Она сидела напротив, закутанная в мишурную ротонду, и дотронулась кончиком калоши до его ноги.
— Нечего сказать, веселимся мы сегодня! Точь-в-точь похороны справляем.
Иван Андреевич хотел ей улыбнуться, но, вероятно, вместо улыбки у него вышла гримаса, потому что Катя ни с того ни с сего громко захохотала.
Ему стало страшно от ее слов, что они справляют чьи-то похороны.
«Вероятно, мои». Он снял шапку, чтобы воздух освежил темя. Кругом лежал холодный, посеребренный пейзаж, жуткий, ненужный и враждебный.
Ведь это уже конец. Не того ли хотела она сама? Она, т. е. Лида.
— Но она молода, неопытна, не знает жизни, — защищал кто-то Лиду.
Хорошо. Пусть так. Тем не менее она этого хотела.
— Она хотела не этого.
Да, т. е. она хотела бы, чтобы он обманул эту девушку, воспользовался ею. Вот и Боржевский того же хочет.

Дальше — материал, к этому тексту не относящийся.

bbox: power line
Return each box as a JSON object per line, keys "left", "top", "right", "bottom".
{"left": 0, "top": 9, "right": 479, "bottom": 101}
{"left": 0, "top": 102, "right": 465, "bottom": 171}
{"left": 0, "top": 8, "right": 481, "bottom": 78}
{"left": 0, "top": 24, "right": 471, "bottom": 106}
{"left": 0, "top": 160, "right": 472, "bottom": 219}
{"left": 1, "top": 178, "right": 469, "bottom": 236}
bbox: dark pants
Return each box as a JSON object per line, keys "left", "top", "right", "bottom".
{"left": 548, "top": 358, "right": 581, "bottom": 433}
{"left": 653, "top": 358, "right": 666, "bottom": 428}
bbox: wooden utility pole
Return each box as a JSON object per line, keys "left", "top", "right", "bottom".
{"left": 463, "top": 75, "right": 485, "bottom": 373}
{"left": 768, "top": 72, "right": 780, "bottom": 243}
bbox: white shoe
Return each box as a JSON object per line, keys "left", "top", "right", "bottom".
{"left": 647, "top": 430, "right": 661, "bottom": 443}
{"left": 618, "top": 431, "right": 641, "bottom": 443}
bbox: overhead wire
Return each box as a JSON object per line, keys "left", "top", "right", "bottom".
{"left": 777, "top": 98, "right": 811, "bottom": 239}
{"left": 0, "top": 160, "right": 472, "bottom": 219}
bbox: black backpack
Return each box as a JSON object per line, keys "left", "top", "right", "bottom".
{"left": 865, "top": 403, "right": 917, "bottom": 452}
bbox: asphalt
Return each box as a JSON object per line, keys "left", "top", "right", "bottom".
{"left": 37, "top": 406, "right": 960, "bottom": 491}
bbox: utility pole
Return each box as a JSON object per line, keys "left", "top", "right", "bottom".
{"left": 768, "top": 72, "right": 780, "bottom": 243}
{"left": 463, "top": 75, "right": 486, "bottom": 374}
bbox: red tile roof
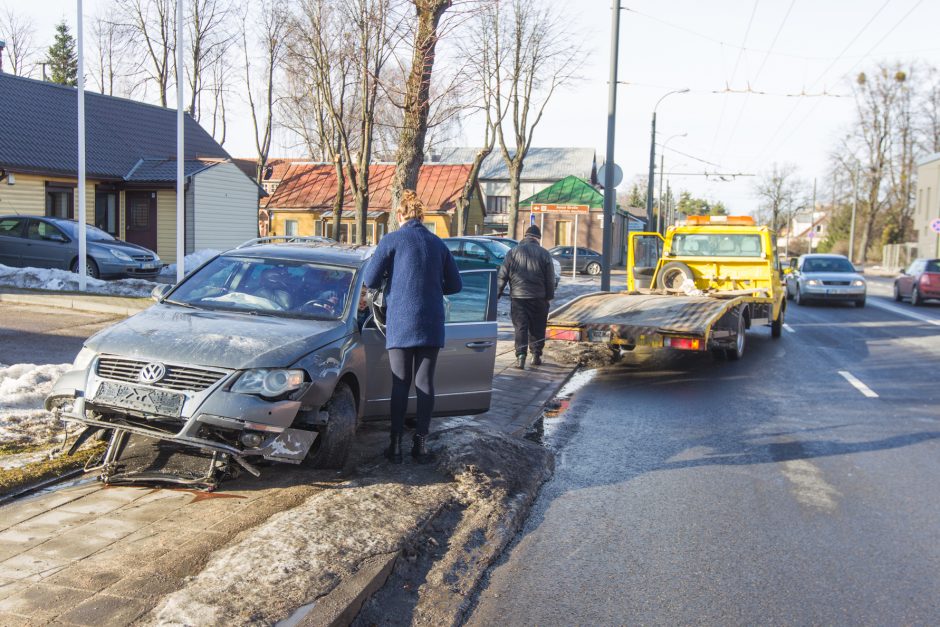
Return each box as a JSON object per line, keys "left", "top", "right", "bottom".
{"left": 265, "top": 163, "right": 473, "bottom": 213}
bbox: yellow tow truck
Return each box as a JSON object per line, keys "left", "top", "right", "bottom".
{"left": 547, "top": 215, "right": 786, "bottom": 360}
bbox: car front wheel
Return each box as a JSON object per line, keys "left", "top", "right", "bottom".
{"left": 893, "top": 282, "right": 902, "bottom": 302}
{"left": 585, "top": 261, "right": 601, "bottom": 276}
{"left": 301, "top": 382, "right": 356, "bottom": 469}
{"left": 795, "top": 286, "right": 806, "bottom": 306}
{"left": 71, "top": 257, "right": 100, "bottom": 279}
{"left": 911, "top": 286, "right": 922, "bottom": 307}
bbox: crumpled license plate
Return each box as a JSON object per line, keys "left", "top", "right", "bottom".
{"left": 94, "top": 381, "right": 184, "bottom": 417}
{"left": 587, "top": 329, "right": 612, "bottom": 343}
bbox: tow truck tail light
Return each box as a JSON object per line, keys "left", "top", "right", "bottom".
{"left": 663, "top": 336, "right": 702, "bottom": 351}
{"left": 548, "top": 328, "right": 581, "bottom": 342}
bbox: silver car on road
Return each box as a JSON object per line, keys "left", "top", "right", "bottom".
{"left": 46, "top": 240, "right": 498, "bottom": 477}
{"left": 785, "top": 253, "right": 867, "bottom": 307}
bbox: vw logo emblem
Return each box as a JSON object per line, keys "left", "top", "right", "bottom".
{"left": 138, "top": 362, "right": 167, "bottom": 384}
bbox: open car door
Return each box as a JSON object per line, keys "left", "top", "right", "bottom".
{"left": 361, "top": 269, "right": 498, "bottom": 419}
{"left": 628, "top": 231, "right": 665, "bottom": 291}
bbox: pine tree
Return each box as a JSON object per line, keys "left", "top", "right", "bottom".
{"left": 46, "top": 20, "right": 77, "bottom": 86}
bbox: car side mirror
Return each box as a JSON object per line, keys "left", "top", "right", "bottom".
{"left": 151, "top": 284, "right": 172, "bottom": 301}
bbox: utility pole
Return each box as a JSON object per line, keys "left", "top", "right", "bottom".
{"left": 176, "top": 0, "right": 185, "bottom": 284}
{"left": 849, "top": 166, "right": 859, "bottom": 264}
{"left": 77, "top": 0, "right": 87, "bottom": 291}
{"left": 810, "top": 177, "right": 817, "bottom": 252}
{"left": 645, "top": 89, "right": 688, "bottom": 229}
{"left": 600, "top": 0, "right": 621, "bottom": 292}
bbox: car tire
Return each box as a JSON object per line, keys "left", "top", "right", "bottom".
{"left": 786, "top": 283, "right": 794, "bottom": 301}
{"left": 71, "top": 257, "right": 100, "bottom": 279}
{"left": 726, "top": 309, "right": 746, "bottom": 361}
{"left": 893, "top": 283, "right": 902, "bottom": 302}
{"left": 301, "top": 382, "right": 356, "bottom": 469}
{"left": 795, "top": 286, "right": 806, "bottom": 306}
{"left": 657, "top": 261, "right": 695, "bottom": 290}
{"left": 911, "top": 286, "right": 922, "bottom": 307}
{"left": 855, "top": 297, "right": 866, "bottom": 308}
{"left": 585, "top": 262, "right": 601, "bottom": 276}
{"left": 771, "top": 305, "right": 784, "bottom": 338}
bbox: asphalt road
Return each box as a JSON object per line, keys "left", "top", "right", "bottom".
{"left": 0, "top": 303, "right": 122, "bottom": 365}
{"left": 469, "top": 285, "right": 940, "bottom": 625}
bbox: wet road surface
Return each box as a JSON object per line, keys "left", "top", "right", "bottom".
{"left": 469, "top": 290, "right": 940, "bottom": 625}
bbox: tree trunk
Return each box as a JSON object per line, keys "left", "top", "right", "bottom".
{"left": 332, "top": 157, "right": 345, "bottom": 240}
{"left": 507, "top": 161, "right": 522, "bottom": 239}
{"left": 389, "top": 0, "right": 451, "bottom": 231}
{"left": 356, "top": 172, "right": 369, "bottom": 245}
{"left": 457, "top": 147, "right": 491, "bottom": 236}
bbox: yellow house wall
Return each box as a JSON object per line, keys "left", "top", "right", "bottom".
{"left": 425, "top": 214, "right": 452, "bottom": 238}
{"left": 0, "top": 173, "right": 102, "bottom": 224}
{"left": 156, "top": 190, "right": 178, "bottom": 264}
{"left": 270, "top": 211, "right": 322, "bottom": 237}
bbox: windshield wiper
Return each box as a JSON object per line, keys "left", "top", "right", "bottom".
{"left": 164, "top": 299, "right": 201, "bottom": 310}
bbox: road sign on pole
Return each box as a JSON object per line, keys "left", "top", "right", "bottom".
{"left": 930, "top": 218, "right": 940, "bottom": 234}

И опять он представил себе Лидию, холодную, презрительную и неумолимую.
Ну и хорошо.
Так ли?
Да, так, так… Пусть будет так.
Он сделал все до последней капельки. Ведь он не пьян нисколько. Может быть, он только болен. Болен тоской. Но ведь он же в этом не виноват.
— Пусть! Только скорее бы.
— Да, скучно, — сказал он вслух и опять сделал попытку улыбнуться.
— Вы не умеете смеяться, — говорила Катя. — Посмотрю я на вас: какой вы смешной. Я чтой-то таких и не видела. Ну, вот что, братцы, давайте опять споем. Папаша, вы подпевайте.
— Поди ты… Что они у тебя опять несут? — крикнул он ямщику, подбиравшему возжи.
— Не, мосток.
Лошади дробно зашагали по бревенчатому мостику.
Тоня громко гикнула.
— Га! Пошли!
— Ничего, не испугаются, — ямщик добродушно повернулся.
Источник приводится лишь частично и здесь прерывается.